Nur eine der vergangenen sieben Partien konnte der FC Liverpool für sich entscheiden. Trainer Jürgen Klopp findet sich zunehmend in Kreuzfeuer der Kritik wieder. Angeprangert wird vor allem die schwache Defensivleistung seines Teams. Nicht zuletzt habe er es verpasst, im Sommer in der Abwehr nachzurüsten.

Wenn diese Problematik von einem einzelnen Spieler gelöst werden könnte, kann ich euch versichern, dass wir unser ganzes Geld in die Hand genommen hätten, um die Sache durchzuziehen“, hatte sich der 50-Jährige darauf angesprochen schon vor einigen Wochen verteidigt.

Fakt ist aber: Die Defensive der Reds genügt höheren Ansprüchen nicht, gerade wenn man Vergleiche zur vermeintlichen Konkurrenz aus Manchester und London zieht. Besonders sichtbar wurde dies bei der 0:5-Klatsche gegen Manchester City.

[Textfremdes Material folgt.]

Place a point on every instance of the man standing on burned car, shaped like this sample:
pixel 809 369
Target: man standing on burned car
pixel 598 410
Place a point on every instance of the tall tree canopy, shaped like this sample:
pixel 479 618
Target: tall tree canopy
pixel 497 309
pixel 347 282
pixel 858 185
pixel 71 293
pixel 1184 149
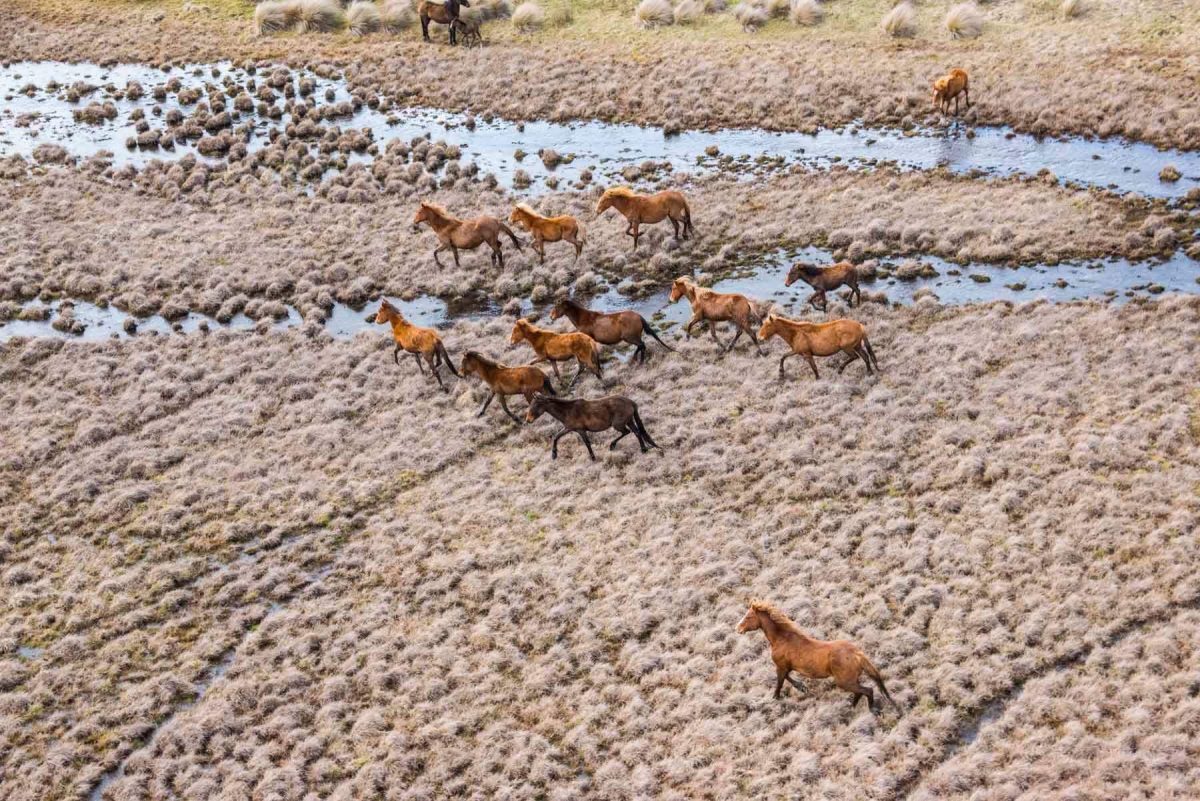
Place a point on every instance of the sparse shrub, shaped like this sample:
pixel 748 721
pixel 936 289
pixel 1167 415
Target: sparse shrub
pixel 528 17
pixel 654 13
pixel 964 20
pixel 900 22
pixel 363 17
pixel 805 12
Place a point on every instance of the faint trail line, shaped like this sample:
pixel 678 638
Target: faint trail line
pixel 994 708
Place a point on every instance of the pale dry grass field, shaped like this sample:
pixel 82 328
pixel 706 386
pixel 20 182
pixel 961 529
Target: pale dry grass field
pixel 173 240
pixel 1122 67
pixel 409 602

Defensive verkörpert Durchschnitt

Joel Matip und Dejan Lovren bringen zwar internationale Erfahrung mit, wirkliche Klasse verkörpern sie jedoch nicht. Und die Backups? Ragnar Klavans Auftritte in Augsburg in allen Ehren. Aber der Este stellt ebenso Durchschnitt dar wie Joe Gomez, wenngleich dieser mit seinen 20 Jahren noch viel Entwicklungspotenzial verspricht.

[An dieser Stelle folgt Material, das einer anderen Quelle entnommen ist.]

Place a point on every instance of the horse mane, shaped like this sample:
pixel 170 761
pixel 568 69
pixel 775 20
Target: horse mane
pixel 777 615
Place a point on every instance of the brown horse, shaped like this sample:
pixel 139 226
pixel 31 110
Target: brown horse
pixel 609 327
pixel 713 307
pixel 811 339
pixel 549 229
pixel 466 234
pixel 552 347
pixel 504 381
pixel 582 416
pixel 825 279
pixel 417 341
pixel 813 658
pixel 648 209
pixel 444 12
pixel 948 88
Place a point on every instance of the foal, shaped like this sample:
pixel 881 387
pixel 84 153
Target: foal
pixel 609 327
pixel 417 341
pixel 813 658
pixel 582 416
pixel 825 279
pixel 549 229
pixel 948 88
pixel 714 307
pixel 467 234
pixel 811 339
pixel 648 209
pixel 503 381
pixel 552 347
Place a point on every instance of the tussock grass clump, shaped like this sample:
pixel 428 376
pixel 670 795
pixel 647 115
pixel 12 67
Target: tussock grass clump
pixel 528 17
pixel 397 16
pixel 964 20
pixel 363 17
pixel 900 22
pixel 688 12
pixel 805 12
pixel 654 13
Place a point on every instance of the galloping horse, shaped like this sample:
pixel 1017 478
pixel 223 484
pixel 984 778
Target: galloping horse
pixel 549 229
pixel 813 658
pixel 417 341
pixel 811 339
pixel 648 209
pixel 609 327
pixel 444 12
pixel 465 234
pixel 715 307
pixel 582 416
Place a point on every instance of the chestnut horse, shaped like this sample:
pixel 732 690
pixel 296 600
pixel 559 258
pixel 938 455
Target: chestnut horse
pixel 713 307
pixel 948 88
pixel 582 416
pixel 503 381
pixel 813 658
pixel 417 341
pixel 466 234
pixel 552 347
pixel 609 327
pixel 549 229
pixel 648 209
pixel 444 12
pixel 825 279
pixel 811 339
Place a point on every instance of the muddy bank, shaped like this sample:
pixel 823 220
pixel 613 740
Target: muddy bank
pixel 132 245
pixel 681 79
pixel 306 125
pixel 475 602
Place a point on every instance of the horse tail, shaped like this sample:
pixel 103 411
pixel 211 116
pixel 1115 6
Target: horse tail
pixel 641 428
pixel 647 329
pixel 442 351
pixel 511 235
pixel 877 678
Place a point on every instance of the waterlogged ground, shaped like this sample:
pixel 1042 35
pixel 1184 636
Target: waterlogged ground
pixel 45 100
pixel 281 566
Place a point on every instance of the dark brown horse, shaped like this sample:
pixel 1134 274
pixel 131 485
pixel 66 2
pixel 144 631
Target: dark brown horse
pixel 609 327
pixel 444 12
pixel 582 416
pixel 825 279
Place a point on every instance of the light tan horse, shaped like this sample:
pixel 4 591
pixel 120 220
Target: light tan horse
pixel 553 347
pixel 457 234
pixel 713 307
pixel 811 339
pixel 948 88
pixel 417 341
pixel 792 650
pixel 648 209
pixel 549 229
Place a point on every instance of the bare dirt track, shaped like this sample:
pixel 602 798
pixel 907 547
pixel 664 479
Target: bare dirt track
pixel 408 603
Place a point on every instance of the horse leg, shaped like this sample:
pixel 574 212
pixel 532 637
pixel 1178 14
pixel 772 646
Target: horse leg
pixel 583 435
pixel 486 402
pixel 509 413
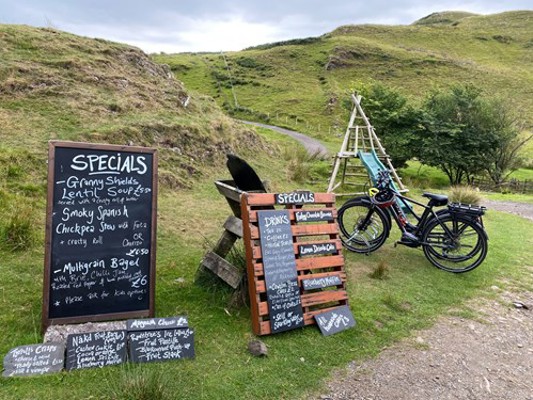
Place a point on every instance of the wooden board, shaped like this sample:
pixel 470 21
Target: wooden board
pixel 100 233
pixel 316 248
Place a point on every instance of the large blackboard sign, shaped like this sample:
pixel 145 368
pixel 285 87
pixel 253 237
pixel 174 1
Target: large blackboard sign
pixel 96 349
pixel 279 263
pixel 161 345
pixel 100 233
pixel 35 359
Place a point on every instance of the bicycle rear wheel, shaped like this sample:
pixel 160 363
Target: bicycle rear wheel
pixel 364 227
pixel 454 243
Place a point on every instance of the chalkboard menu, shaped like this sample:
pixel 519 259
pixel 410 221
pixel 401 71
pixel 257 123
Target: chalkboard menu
pixel 157 323
pixel 35 359
pixel 100 233
pixel 161 345
pixel 322 282
pixel 96 349
pixel 336 320
pixel 279 263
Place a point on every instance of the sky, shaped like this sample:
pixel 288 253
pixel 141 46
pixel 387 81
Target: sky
pixel 173 26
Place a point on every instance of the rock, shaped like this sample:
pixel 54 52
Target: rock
pixel 257 348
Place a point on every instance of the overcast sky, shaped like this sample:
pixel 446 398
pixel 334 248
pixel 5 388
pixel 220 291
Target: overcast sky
pixel 200 25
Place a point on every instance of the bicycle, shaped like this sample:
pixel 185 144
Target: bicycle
pixel 453 239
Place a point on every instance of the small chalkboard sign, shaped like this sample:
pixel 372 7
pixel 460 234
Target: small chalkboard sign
pixel 36 359
pixel 146 324
pixel 279 263
pixel 161 345
pixel 96 349
pixel 317 249
pixel 100 233
pixel 299 197
pixel 322 282
pixel 335 321
pixel 314 215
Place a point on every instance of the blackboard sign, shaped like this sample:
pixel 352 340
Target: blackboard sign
pixel 322 282
pixel 335 320
pixel 161 345
pixel 36 359
pixel 156 323
pixel 317 249
pixel 300 197
pixel 314 215
pixel 100 233
pixel 279 263
pixel 96 349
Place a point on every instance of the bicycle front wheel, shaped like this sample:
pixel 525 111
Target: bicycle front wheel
pixel 454 243
pixel 364 228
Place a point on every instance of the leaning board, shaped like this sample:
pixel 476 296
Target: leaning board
pixel 100 233
pixel 315 248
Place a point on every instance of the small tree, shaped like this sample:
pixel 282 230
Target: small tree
pixel 505 157
pixel 461 132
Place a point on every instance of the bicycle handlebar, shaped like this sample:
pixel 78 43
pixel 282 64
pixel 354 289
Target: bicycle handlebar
pixel 383 179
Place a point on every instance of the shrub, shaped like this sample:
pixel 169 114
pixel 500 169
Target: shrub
pixel 139 384
pixel 299 163
pixel 464 195
pixel 381 271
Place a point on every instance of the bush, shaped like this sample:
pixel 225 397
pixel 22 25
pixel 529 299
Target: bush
pixel 464 195
pixel 139 384
pixel 300 163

Damit Gomez dieses entfaltet, lässt Klopp ihn häufig auf rechts ran. Das wiederum ist ein Indiz für die mangelnden Alternativen im Kader. Nathaniel Clyne verpasste mit Rückenproblemen bisher die gesamte Saison. Auf links wirbelt Alberto Moreno, dessen Leistungen Licht und Schatten sind. Ersatz für den inkonstanten Spanier sucht man vergebens. Nur Notlösungen wie Andrew Robertson oder James Milner sind vorhanden.

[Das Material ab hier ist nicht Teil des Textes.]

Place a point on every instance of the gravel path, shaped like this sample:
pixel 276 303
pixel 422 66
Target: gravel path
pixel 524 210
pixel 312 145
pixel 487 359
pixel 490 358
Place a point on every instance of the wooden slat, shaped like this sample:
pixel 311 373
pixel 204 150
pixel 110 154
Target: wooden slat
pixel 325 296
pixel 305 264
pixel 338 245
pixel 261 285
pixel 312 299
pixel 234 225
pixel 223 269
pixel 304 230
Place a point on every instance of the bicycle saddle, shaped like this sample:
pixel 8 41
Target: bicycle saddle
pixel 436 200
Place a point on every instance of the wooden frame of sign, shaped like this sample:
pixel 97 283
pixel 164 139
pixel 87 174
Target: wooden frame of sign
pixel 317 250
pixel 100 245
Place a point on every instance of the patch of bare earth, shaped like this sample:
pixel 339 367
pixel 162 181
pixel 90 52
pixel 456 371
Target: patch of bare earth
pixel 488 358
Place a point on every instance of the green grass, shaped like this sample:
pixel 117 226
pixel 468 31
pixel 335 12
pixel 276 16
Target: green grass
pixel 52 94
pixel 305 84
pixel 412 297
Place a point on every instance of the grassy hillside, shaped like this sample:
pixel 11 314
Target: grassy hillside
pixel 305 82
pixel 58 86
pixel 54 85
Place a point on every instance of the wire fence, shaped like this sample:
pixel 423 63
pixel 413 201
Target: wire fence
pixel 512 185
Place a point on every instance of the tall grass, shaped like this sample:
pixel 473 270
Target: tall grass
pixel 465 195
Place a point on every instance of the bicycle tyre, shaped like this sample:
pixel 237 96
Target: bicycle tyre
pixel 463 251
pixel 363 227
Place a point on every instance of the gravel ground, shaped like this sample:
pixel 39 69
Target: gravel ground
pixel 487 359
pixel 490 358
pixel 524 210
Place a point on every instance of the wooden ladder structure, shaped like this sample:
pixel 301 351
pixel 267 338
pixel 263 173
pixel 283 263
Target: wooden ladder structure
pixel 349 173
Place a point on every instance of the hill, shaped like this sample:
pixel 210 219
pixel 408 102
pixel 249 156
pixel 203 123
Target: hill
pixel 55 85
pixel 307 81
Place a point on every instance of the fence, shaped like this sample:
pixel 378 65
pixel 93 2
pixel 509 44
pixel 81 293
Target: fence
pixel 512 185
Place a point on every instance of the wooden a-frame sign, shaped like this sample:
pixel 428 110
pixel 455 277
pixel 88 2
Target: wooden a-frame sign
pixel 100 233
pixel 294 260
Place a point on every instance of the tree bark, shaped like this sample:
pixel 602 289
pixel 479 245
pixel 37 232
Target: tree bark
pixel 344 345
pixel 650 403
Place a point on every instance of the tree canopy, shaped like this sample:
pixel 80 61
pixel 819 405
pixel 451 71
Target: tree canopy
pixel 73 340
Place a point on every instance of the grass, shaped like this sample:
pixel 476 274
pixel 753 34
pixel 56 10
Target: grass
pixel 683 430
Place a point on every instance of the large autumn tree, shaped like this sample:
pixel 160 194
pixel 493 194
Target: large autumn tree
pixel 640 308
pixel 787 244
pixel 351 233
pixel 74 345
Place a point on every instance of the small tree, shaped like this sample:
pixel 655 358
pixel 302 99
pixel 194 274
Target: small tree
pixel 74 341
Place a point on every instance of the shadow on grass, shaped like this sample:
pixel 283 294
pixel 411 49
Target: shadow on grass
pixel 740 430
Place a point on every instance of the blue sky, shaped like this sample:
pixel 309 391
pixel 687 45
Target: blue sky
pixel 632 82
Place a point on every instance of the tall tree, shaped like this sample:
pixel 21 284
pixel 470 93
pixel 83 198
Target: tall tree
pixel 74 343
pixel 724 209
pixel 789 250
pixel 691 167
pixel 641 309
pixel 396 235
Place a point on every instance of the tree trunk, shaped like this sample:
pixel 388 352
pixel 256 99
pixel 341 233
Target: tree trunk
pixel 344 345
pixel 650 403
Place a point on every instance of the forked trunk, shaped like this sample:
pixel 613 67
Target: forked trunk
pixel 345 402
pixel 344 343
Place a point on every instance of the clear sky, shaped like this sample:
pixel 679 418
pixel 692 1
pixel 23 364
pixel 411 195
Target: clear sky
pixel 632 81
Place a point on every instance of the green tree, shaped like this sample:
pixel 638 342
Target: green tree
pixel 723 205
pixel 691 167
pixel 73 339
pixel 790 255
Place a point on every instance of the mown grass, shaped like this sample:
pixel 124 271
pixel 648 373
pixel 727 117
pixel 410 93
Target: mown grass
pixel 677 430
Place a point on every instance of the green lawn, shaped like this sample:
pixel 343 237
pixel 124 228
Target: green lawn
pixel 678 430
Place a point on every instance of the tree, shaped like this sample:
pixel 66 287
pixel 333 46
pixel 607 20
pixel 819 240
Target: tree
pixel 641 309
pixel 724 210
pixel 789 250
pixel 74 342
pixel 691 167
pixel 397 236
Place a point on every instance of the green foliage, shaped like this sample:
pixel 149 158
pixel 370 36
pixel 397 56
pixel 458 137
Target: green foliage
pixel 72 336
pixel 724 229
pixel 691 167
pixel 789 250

Gerne hätte der LFC Innenverteidiger Virgil van Dijk vom FC Southampton im Sommer an die Anfield Road geholt. Die Saints konnten jedoch nicht überzeugt werden. Einen Plan B gab es offenbar nicht. Den hätte es aber benötigt. Es wäre überraschend, sollte Liverpool im Winter nicht tätig werden.